Alan Dugdale

Personal information
- Date of birth: 11 September 1952 (age 73)
- Place of birth: Kirkby, Liverpool, England
- Position: Defender

Senior career*
- Years: Team / Apps / (Gls)
- 1969–1977: Coventry City / 142 / (0)
- 1977–1979: Charlton Athletic / 34 / (0)
- 1979: → Barnsley (loan) / 7 / (0)
- 1979–1980: Tulsa Roughnecks (indoor) / 10 / (1)
- 1980–1981: Tulsa Roughnecks / 33 / (0)

International career
- 1971: England Youth / 7 / (0)

= Alan Dugdale =

English footballer

Alan Dugdale (born 11 September 1952 in Liverpool) is an English retired professional football central defender. He spent most of his career in England with one season in the North American Soccer League.
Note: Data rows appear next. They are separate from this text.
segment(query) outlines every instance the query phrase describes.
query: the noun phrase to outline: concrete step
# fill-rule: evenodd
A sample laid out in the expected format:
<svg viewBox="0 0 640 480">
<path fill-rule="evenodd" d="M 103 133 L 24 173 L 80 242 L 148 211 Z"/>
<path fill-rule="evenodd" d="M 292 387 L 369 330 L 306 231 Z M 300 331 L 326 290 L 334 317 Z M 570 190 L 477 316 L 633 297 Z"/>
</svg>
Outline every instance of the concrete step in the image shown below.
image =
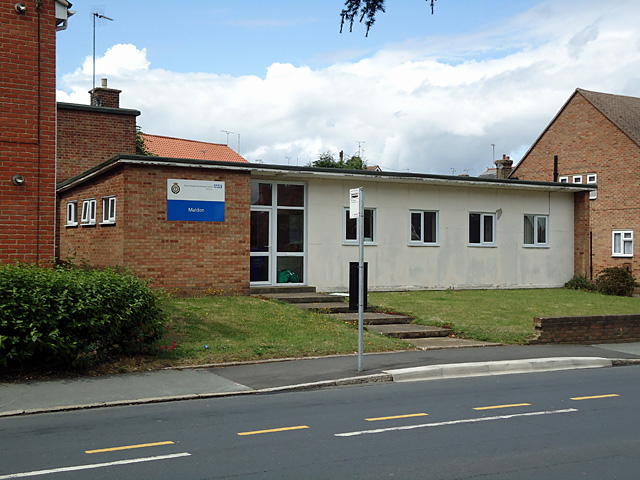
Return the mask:
<svg viewBox="0 0 640 480">
<path fill-rule="evenodd" d="M 251 287 L 250 295 L 268 295 L 270 293 L 316 293 L 316 287 L 296 284 L 282 284 L 282 286 Z"/>
<path fill-rule="evenodd" d="M 322 311 L 322 313 L 348 313 L 349 304 L 344 302 L 296 303 L 296 307 L 304 310 Z"/>
<path fill-rule="evenodd" d="M 335 317 L 345 322 L 357 322 L 358 312 L 331 313 L 330 317 Z M 364 312 L 362 320 L 365 325 L 398 325 L 413 322 L 413 317 L 407 315 L 393 315 L 390 313 Z"/>
<path fill-rule="evenodd" d="M 497 347 L 500 343 L 480 342 L 467 338 L 429 337 L 411 338 L 408 342 L 420 350 L 441 350 L 444 348 Z"/>
<path fill-rule="evenodd" d="M 452 333 L 450 328 L 430 327 L 426 325 L 368 325 L 367 330 L 394 338 L 446 337 Z"/>
<path fill-rule="evenodd" d="M 336 303 L 336 297 L 325 295 L 322 293 L 311 292 L 279 292 L 279 293 L 263 293 L 262 297 L 280 300 L 287 303 Z"/>
</svg>

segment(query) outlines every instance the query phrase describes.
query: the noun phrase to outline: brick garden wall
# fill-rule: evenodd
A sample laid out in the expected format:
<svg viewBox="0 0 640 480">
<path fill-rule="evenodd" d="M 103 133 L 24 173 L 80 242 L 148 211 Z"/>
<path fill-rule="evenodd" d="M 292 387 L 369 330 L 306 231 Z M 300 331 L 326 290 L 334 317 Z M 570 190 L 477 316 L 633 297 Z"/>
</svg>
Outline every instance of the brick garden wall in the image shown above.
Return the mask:
<svg viewBox="0 0 640 480">
<path fill-rule="evenodd" d="M 225 182 L 225 221 L 167 220 L 167 179 Z M 68 200 L 117 195 L 116 225 L 64 228 Z M 60 255 L 91 265 L 123 265 L 182 294 L 248 293 L 250 172 L 124 165 L 61 195 Z M 80 207 L 79 207 L 80 208 Z M 113 249 L 113 250 L 111 250 Z"/>
<path fill-rule="evenodd" d="M 58 104 L 58 182 L 136 154 L 137 110 Z"/>
<path fill-rule="evenodd" d="M 0 0 L 0 262 L 50 261 L 55 236 L 55 2 Z M 64 34 L 62 32 L 61 34 Z M 19 174 L 22 186 L 11 179 Z"/>
<path fill-rule="evenodd" d="M 640 340 L 640 315 L 534 318 L 529 343 L 605 343 Z"/>
<path fill-rule="evenodd" d="M 570 182 L 573 175 L 582 175 L 586 183 L 587 174 L 597 174 L 598 197 L 588 201 L 593 275 L 606 267 L 626 267 L 640 278 L 640 255 L 612 257 L 613 229 L 633 230 L 635 236 L 640 235 L 640 147 L 576 93 L 513 176 L 521 180 L 553 181 L 554 155 L 558 155 L 559 175 L 569 176 Z M 584 202 L 577 198 L 576 206 L 580 203 Z M 584 270 L 589 276 L 589 259 L 585 262 L 582 257 L 589 242 L 584 238 L 587 233 L 584 220 L 577 213 L 577 234 L 581 237 L 576 236 L 576 273 L 583 274 Z"/>
</svg>

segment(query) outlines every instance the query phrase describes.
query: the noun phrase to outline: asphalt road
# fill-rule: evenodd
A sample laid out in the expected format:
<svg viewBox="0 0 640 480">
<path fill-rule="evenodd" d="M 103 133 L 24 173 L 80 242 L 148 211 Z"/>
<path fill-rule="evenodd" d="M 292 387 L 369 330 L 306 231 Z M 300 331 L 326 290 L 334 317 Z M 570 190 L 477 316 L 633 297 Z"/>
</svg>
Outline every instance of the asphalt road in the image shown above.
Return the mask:
<svg viewBox="0 0 640 480">
<path fill-rule="evenodd" d="M 11 417 L 0 480 L 637 478 L 639 380 L 630 366 Z"/>
</svg>

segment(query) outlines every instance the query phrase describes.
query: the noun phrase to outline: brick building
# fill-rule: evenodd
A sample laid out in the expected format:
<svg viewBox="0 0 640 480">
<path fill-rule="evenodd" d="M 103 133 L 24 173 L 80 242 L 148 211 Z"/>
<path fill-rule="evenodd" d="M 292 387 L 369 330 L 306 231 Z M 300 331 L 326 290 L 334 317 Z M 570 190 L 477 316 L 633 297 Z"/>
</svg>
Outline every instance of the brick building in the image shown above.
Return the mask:
<svg viewBox="0 0 640 480">
<path fill-rule="evenodd" d="M 0 1 L 0 262 L 55 249 L 56 31 L 65 0 Z"/>
<path fill-rule="evenodd" d="M 597 184 L 597 191 L 576 200 L 576 273 L 593 278 L 617 266 L 638 278 L 639 161 L 640 98 L 578 88 L 511 178 Z"/>
</svg>

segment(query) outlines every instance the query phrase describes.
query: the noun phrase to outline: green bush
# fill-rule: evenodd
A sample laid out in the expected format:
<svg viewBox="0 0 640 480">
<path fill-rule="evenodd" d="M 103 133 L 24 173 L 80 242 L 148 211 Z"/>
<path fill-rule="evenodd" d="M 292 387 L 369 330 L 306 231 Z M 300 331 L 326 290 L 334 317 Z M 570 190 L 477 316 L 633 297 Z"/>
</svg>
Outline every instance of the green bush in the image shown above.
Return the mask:
<svg viewBox="0 0 640 480">
<path fill-rule="evenodd" d="M 565 288 L 570 288 L 571 290 L 595 290 L 595 285 L 591 283 L 587 277 L 582 277 L 580 275 L 575 275 L 571 280 L 564 284 Z"/>
<path fill-rule="evenodd" d="M 161 294 L 128 271 L 0 265 L 0 367 L 142 353 L 165 319 Z"/>
<path fill-rule="evenodd" d="M 624 268 L 611 267 L 598 273 L 595 285 L 596 290 L 605 295 L 630 297 L 638 283 Z"/>
</svg>

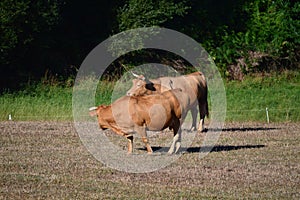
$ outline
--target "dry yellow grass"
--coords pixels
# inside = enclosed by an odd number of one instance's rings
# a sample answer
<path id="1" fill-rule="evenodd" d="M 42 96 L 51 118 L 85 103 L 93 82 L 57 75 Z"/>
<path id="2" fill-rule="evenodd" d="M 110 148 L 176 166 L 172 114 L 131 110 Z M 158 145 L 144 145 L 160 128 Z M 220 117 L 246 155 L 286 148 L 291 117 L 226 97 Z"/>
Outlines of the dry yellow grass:
<path id="1" fill-rule="evenodd" d="M 0 199 L 300 198 L 300 124 L 227 124 L 203 159 L 209 132 L 198 133 L 175 163 L 145 174 L 95 160 L 71 123 L 0 122 L 0 130 Z"/>

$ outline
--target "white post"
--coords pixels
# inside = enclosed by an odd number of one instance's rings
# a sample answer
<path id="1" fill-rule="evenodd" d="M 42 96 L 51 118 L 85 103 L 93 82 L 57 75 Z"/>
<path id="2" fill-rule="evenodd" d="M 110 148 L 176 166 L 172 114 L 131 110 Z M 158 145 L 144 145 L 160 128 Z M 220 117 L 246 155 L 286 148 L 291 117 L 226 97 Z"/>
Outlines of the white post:
<path id="1" fill-rule="evenodd" d="M 266 108 L 267 122 L 270 123 L 268 107 Z"/>
<path id="2" fill-rule="evenodd" d="M 11 121 L 11 114 L 8 115 L 8 120 Z"/>

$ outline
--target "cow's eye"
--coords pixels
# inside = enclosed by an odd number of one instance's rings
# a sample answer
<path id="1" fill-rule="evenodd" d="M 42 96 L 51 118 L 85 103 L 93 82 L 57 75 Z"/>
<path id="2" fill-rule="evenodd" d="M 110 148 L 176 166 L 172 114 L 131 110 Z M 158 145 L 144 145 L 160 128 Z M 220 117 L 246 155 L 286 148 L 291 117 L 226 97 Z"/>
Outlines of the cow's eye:
<path id="1" fill-rule="evenodd" d="M 141 86 L 141 84 L 137 84 L 137 86 L 138 86 L 138 87 L 140 87 L 140 86 Z"/>

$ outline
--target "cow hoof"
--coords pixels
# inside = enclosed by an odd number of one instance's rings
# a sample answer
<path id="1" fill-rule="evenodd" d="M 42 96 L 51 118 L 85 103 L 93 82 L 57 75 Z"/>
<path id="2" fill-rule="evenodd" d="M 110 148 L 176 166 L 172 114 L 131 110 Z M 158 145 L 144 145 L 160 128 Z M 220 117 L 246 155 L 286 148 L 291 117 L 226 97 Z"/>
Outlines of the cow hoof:
<path id="1" fill-rule="evenodd" d="M 203 133 L 204 131 L 205 131 L 205 128 L 203 128 L 203 127 L 198 128 L 198 132 Z"/>
<path id="2" fill-rule="evenodd" d="M 191 132 L 196 131 L 196 130 L 197 130 L 197 129 L 196 129 L 195 126 L 192 126 L 192 127 L 190 128 L 190 131 L 191 131 Z"/>
<path id="3" fill-rule="evenodd" d="M 180 149 L 180 147 L 181 147 L 180 142 L 177 142 L 177 143 L 176 143 L 176 150 L 175 150 L 175 153 L 178 152 L 178 150 Z"/>
<path id="4" fill-rule="evenodd" d="M 169 154 L 169 155 L 172 155 L 172 154 L 173 154 L 173 151 L 174 151 L 173 149 L 172 149 L 172 150 L 170 149 L 170 150 L 168 151 L 168 154 Z"/>

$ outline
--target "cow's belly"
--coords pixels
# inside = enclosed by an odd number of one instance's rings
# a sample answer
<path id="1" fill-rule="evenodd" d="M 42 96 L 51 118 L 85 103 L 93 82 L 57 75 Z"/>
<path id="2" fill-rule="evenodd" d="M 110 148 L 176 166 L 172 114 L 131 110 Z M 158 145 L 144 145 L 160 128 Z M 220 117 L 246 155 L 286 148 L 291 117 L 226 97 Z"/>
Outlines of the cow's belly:
<path id="1" fill-rule="evenodd" d="M 160 104 L 154 104 L 149 109 L 149 119 L 146 122 L 148 130 L 160 131 L 168 127 L 171 113 Z"/>

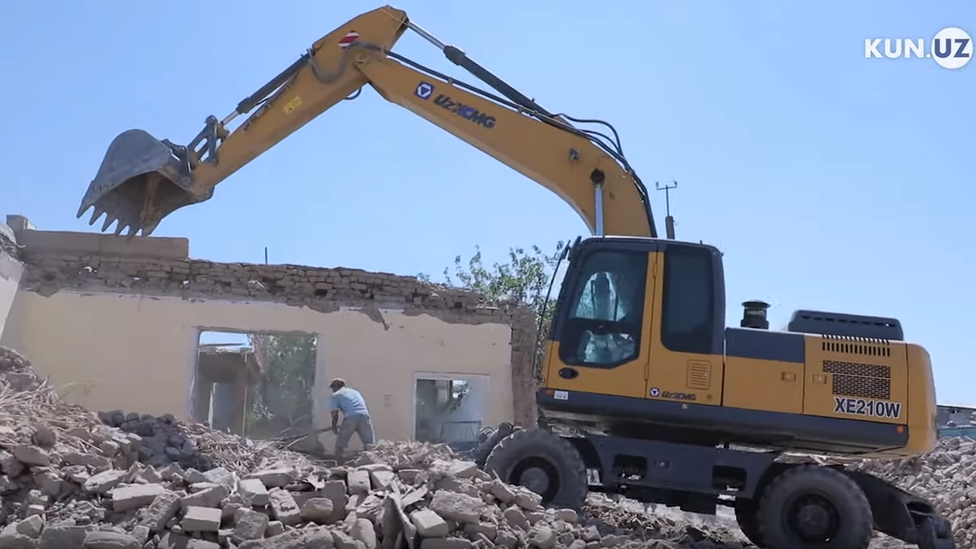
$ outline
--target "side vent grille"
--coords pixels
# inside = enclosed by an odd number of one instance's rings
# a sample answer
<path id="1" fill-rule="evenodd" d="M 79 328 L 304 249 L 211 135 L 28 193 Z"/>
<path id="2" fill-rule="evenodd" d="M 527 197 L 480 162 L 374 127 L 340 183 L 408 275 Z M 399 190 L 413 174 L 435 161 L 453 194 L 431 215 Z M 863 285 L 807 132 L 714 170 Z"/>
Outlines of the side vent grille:
<path id="1" fill-rule="evenodd" d="M 888 366 L 825 360 L 823 371 L 831 374 L 831 392 L 837 396 L 891 398 L 891 368 Z"/>
<path id="2" fill-rule="evenodd" d="M 891 343 L 885 339 L 824 335 L 822 349 L 831 353 L 890 357 Z"/>
<path id="3" fill-rule="evenodd" d="M 707 391 L 712 386 L 712 365 L 708 362 L 689 362 L 685 384 L 689 389 Z"/>

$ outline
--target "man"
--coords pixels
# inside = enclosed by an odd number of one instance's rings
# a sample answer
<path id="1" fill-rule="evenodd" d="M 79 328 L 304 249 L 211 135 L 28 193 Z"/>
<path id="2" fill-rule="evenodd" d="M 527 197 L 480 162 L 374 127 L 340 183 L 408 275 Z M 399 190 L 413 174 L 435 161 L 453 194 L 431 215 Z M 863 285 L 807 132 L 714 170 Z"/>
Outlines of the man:
<path id="1" fill-rule="evenodd" d="M 346 382 L 335 378 L 329 384 L 332 389 L 332 432 L 336 434 L 335 455 L 342 459 L 342 453 L 349 445 L 352 434 L 359 435 L 363 446 L 373 444 L 373 424 L 369 421 L 366 400 L 359 391 L 346 387 Z M 342 426 L 339 426 L 339 412 L 342 412 Z"/>

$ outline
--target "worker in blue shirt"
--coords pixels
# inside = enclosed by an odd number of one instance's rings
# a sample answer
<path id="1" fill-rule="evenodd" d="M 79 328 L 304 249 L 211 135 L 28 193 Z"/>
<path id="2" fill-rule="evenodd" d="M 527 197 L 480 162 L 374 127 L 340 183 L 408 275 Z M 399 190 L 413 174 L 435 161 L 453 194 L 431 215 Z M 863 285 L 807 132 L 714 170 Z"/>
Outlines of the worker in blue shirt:
<path id="1" fill-rule="evenodd" d="M 335 456 L 342 459 L 342 453 L 349 445 L 352 434 L 359 435 L 359 440 L 363 446 L 376 442 L 373 433 L 373 424 L 369 420 L 369 410 L 366 408 L 366 400 L 363 395 L 347 387 L 346 382 L 341 378 L 335 378 L 329 384 L 332 389 L 332 432 L 336 434 Z M 342 412 L 342 425 L 339 425 L 339 412 Z"/>

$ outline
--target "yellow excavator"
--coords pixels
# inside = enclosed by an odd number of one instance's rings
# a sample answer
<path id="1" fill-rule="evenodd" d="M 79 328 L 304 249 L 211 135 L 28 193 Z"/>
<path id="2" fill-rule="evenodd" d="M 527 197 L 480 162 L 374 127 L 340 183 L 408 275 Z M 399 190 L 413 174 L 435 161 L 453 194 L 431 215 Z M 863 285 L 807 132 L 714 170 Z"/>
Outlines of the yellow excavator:
<path id="1" fill-rule="evenodd" d="M 391 51 L 408 29 L 491 90 Z M 537 392 L 546 428 L 495 431 L 475 452 L 486 470 L 550 505 L 580 508 L 602 491 L 698 513 L 732 506 L 769 549 L 864 549 L 874 530 L 955 547 L 929 502 L 868 474 L 781 459 L 933 449 L 932 365 L 897 320 L 805 310 L 775 331 L 768 306 L 747 302 L 740 326 L 726 327 L 722 253 L 671 230 L 658 238 L 611 126 L 544 109 L 398 9 L 319 39 L 187 145 L 122 133 L 78 216 L 94 208 L 102 231 L 114 222 L 116 234 L 148 236 L 366 85 L 553 191 L 592 233 L 565 258 Z M 613 137 L 583 129 L 594 123 Z"/>

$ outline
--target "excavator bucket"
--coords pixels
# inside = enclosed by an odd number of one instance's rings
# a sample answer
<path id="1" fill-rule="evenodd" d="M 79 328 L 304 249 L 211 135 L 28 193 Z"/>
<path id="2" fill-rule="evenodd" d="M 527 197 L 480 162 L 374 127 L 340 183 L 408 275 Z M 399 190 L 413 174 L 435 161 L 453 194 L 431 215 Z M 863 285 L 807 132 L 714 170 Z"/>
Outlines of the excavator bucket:
<path id="1" fill-rule="evenodd" d="M 200 201 L 189 193 L 193 176 L 181 152 L 143 130 L 119 134 L 88 185 L 77 217 L 94 208 L 89 225 L 105 214 L 102 231 L 118 222 L 116 235 L 128 228 L 127 236 L 140 230 L 149 236 L 162 218 Z"/>

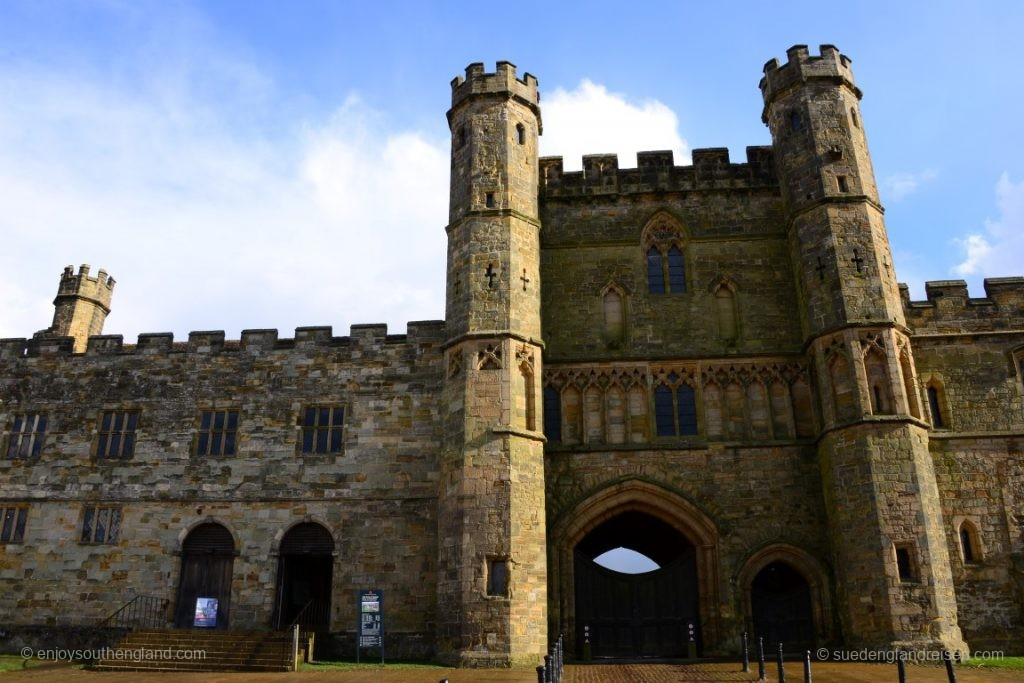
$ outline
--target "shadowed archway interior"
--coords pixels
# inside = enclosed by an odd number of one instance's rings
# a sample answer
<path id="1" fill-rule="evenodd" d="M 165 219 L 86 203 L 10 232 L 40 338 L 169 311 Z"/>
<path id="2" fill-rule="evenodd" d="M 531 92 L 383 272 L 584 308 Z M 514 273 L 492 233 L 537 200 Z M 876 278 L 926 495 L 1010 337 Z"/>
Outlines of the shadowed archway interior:
<path id="1" fill-rule="evenodd" d="M 778 643 L 792 651 L 814 646 L 811 587 L 788 563 L 777 560 L 757 573 L 750 584 L 750 608 L 754 637 L 764 638 L 766 649 Z"/>
<path id="2" fill-rule="evenodd" d="M 628 548 L 659 568 L 624 574 L 594 562 Z M 577 652 L 595 658 L 682 657 L 700 648 L 697 562 L 677 529 L 630 510 L 590 531 L 574 549 Z M 588 647 L 589 646 L 589 647 Z"/>
<path id="3" fill-rule="evenodd" d="M 216 628 L 228 627 L 234 561 L 235 540 L 220 524 L 207 522 L 189 532 L 181 547 L 175 627 L 195 624 L 197 598 L 216 599 Z"/>

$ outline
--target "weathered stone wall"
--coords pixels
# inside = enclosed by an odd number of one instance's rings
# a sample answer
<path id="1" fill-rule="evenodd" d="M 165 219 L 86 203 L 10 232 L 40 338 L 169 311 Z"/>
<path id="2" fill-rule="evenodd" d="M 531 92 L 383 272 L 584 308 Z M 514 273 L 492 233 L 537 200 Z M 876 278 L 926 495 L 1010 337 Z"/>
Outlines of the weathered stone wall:
<path id="1" fill-rule="evenodd" d="M 935 461 L 960 627 L 976 650 L 1019 651 L 1024 642 L 1024 441 L 936 436 Z M 966 562 L 960 526 L 977 533 Z"/>
<path id="2" fill-rule="evenodd" d="M 204 520 L 236 538 L 231 624 L 270 625 L 276 544 L 304 520 L 335 539 L 332 625 L 351 630 L 355 591 L 385 591 L 393 638 L 432 651 L 436 496 L 442 434 L 443 323 L 408 335 L 355 326 L 349 337 L 302 328 L 295 339 L 247 331 L 59 343 L 6 341 L 0 420 L 45 412 L 38 458 L 0 460 L 0 499 L 29 506 L 25 540 L 0 556 L 10 590 L 0 612 L 17 621 L 95 623 L 136 593 L 176 598 L 181 541 Z M 29 347 L 29 355 L 21 352 Z M 346 411 L 340 454 L 302 454 L 303 408 Z M 234 456 L 195 455 L 203 409 L 239 412 Z M 101 411 L 139 411 L 134 455 L 95 455 Z M 116 504 L 114 545 L 79 543 L 83 507 Z M 73 606 L 73 608 L 72 608 Z"/>
<path id="3" fill-rule="evenodd" d="M 549 586 L 552 627 L 572 636 L 571 647 L 575 647 L 579 625 L 574 620 L 575 596 L 567 564 L 572 561 L 571 543 L 579 539 L 565 529 L 575 519 L 594 514 L 600 506 L 589 501 L 603 491 L 646 484 L 693 509 L 649 506 L 648 494 L 638 490 L 628 496 L 623 510 L 650 510 L 669 521 L 675 515 L 684 525 L 707 525 L 713 530 L 717 542 L 713 561 L 698 565 L 699 626 L 708 655 L 736 652 L 742 632 L 751 629 L 746 603 L 749 586 L 742 586 L 739 576 L 756 553 L 775 546 L 822 558 L 830 552 L 813 445 L 702 442 L 630 450 L 549 445 L 546 478 L 548 542 L 556 556 Z M 704 541 L 696 533 L 688 536 L 698 548 Z M 826 614 L 816 628 L 822 642 L 827 642 L 835 637 L 827 616 L 832 600 L 830 572 L 823 569 L 821 575 L 807 578 L 825 586 Z"/>
<path id="4" fill-rule="evenodd" d="M 778 185 L 769 184 L 770 175 L 755 174 L 753 164 L 728 164 L 724 151 L 717 165 L 701 161 L 710 151 L 695 150 L 694 166 L 662 170 L 673 191 L 654 192 L 639 182 L 591 187 L 582 173 L 552 173 L 546 184 L 542 180 L 542 325 L 550 362 L 800 350 Z M 654 153 L 641 158 L 645 154 Z M 542 170 L 561 166 L 557 158 L 542 162 Z M 763 163 L 770 167 L 770 157 Z M 639 181 L 643 172 L 618 174 L 635 174 Z M 592 178 L 588 173 L 586 183 Z M 651 233 L 659 230 L 671 232 L 666 241 L 683 253 L 685 292 L 649 291 L 647 253 L 657 241 Z M 715 290 L 723 284 L 735 297 L 735 337 L 723 335 L 719 326 Z M 610 343 L 602 327 L 609 285 L 624 295 L 621 343 Z"/>

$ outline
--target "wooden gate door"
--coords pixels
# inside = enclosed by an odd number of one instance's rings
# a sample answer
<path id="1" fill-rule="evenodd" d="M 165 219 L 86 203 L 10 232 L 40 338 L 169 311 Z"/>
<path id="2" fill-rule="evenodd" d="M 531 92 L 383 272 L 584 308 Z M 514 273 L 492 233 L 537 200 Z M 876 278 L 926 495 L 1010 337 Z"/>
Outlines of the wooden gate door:
<path id="1" fill-rule="evenodd" d="M 754 637 L 762 637 L 765 649 L 782 643 L 786 651 L 814 647 L 811 588 L 803 576 L 785 562 L 773 562 L 754 577 L 750 587 L 750 611 Z"/>
<path id="2" fill-rule="evenodd" d="M 696 554 L 687 549 L 645 574 L 606 569 L 576 553 L 576 624 L 583 652 L 589 626 L 593 657 L 685 657 L 689 625 L 700 649 Z"/>
<path id="3" fill-rule="evenodd" d="M 217 628 L 226 629 L 231 608 L 234 539 L 220 524 L 202 524 L 182 545 L 174 625 L 191 628 L 196 598 L 217 598 Z"/>

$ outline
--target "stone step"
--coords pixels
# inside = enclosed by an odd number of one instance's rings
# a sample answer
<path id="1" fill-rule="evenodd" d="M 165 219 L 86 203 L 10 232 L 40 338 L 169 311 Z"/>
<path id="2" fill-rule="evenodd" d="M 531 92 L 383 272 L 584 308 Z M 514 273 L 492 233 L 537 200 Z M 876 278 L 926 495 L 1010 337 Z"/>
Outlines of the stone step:
<path id="1" fill-rule="evenodd" d="M 203 659 L 108 657 L 103 671 L 291 671 L 292 637 L 280 631 L 195 631 L 146 629 L 129 633 L 114 653 L 138 650 L 199 650 Z"/>

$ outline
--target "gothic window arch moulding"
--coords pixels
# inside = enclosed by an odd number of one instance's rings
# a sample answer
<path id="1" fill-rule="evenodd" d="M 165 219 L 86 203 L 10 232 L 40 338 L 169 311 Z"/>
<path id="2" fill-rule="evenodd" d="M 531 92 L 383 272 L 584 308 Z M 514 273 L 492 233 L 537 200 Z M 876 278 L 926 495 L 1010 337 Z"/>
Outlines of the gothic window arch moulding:
<path id="1" fill-rule="evenodd" d="M 667 211 L 655 213 L 644 225 L 640 244 L 646 260 L 650 294 L 683 294 L 688 289 L 686 247 L 689 236 Z"/>
<path id="2" fill-rule="evenodd" d="M 627 295 L 622 285 L 615 280 L 601 288 L 598 293 L 601 302 L 604 342 L 610 349 L 621 348 L 626 342 Z"/>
In 1969, Dugdale began his career with Coventry City. In 1970, he was part of the Coventry City youth team which lost the championship to Tottenham Hotspur. Dugdale did not break into the first team until 1974 and transferred to Charlton Athletic in October 1977 for £50,000. In the fall of 1979, he signed with the Tulsa Roughnecks as it prepared for the 1979–1980 North American Soccer League indoor season. He then played the entire 1980 and six games of the 1981 outdoor seasons. His uncle Jimmy Dugdale had an extensive career in the Football League., while his brother Ken Dugdale was manager of the New Zealand national team.